Cómo conseguir hojas sanas y fuertes
Para que las hojas de la orquídea estén sanas y fuertes, es necesario limpiarlas periódicamente. De hecho , como en todas las superficies, también podrían formarse en sus hojas gruesas capas de polvo . Si el polvo permanece en la hoja de la orquídea durante mucho tiempo, puede provocar el desarrollo de enfermedades, incluso aquellas que no son visibles a simple vista, pero que incluso pueden atraer pulgones. La plaga más común de la orquídea sigue siendo la cochinilla. Las enfermedades y plagas pueden hacer que la planta muera rápidamente sin motivo aparente.
Para limpiar las hojas de tu orquídea de forma rápida y eficaz, existe un método sencillo: utiliza toallitas húmedas que se usan para cambiar pañales a los recién nacidos. Asegúrate de comprarlas con la menor cantidad posible de productos químicos, perfumes y demás. Las toallitas desinfectantes que se usan para limpiar las partes del baño, por ejemplo, no son recomendables porque, además de estar demasiado perfumadas, también podrían ser demasiado ricas en agentes químicos.
El uso de los paños no solo elimina el polvo de las hojas, sino que también hace que luzcan más brillantes de inmediato . Alternativamente, puedes utilizar una solución de agua, unas gotas de limón y un poco de aceite hidratante, como el de almendras.

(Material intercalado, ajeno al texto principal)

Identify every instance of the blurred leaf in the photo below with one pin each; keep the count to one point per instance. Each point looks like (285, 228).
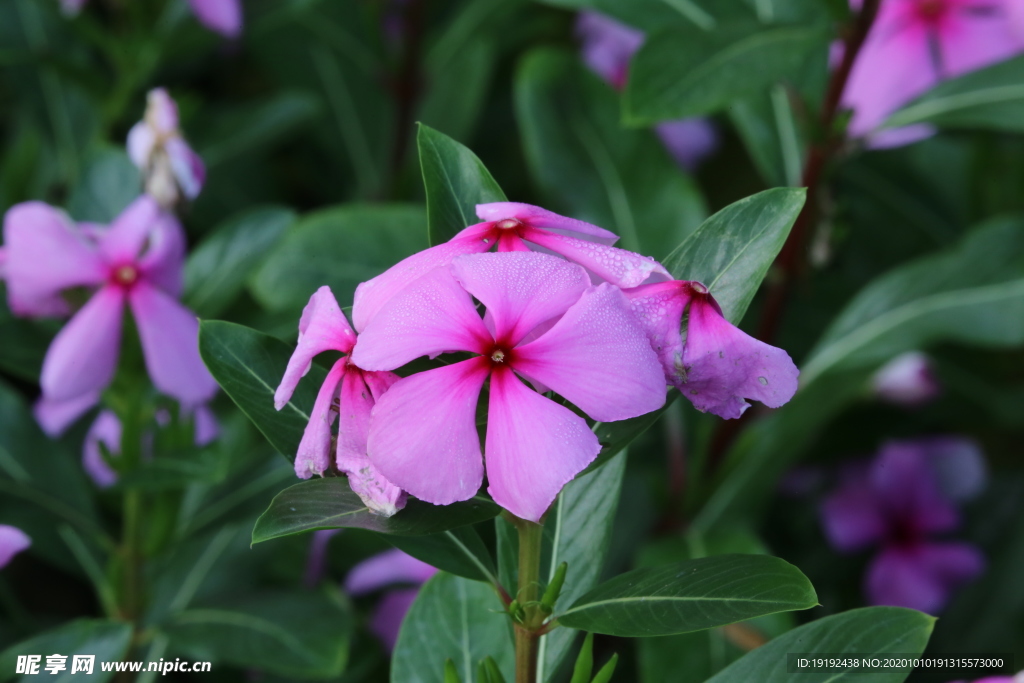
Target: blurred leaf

Esta solución debe aplicarse sobre las hojas utilizando un paño.
Para mantenerse saludables, las hojas deben desempolvarse y limpiarse tanto por arriba como por abajo al menos cada dos semanas.
Además de la limpieza, otro truco importante para conseguir que las hojas estén abundantes, verdes y carnosas es asegurarse de que reciban mucha luz durante la mayor parte del día. No necesariamente luz directa, sino indirecta, preferiblemente protegida por una cortina. Al contrario de lo que se pueda pensar, las orquídeas en realidad obtienen la mayor parte de su luz de las hojas y no de las raíces. Eso sí, ten cuidado. La luz solar directa, sobre todo la del verano, puede hacer que las hojas se amarilleen. La temperatura óptima está en realidad entre 18 y 29 grados.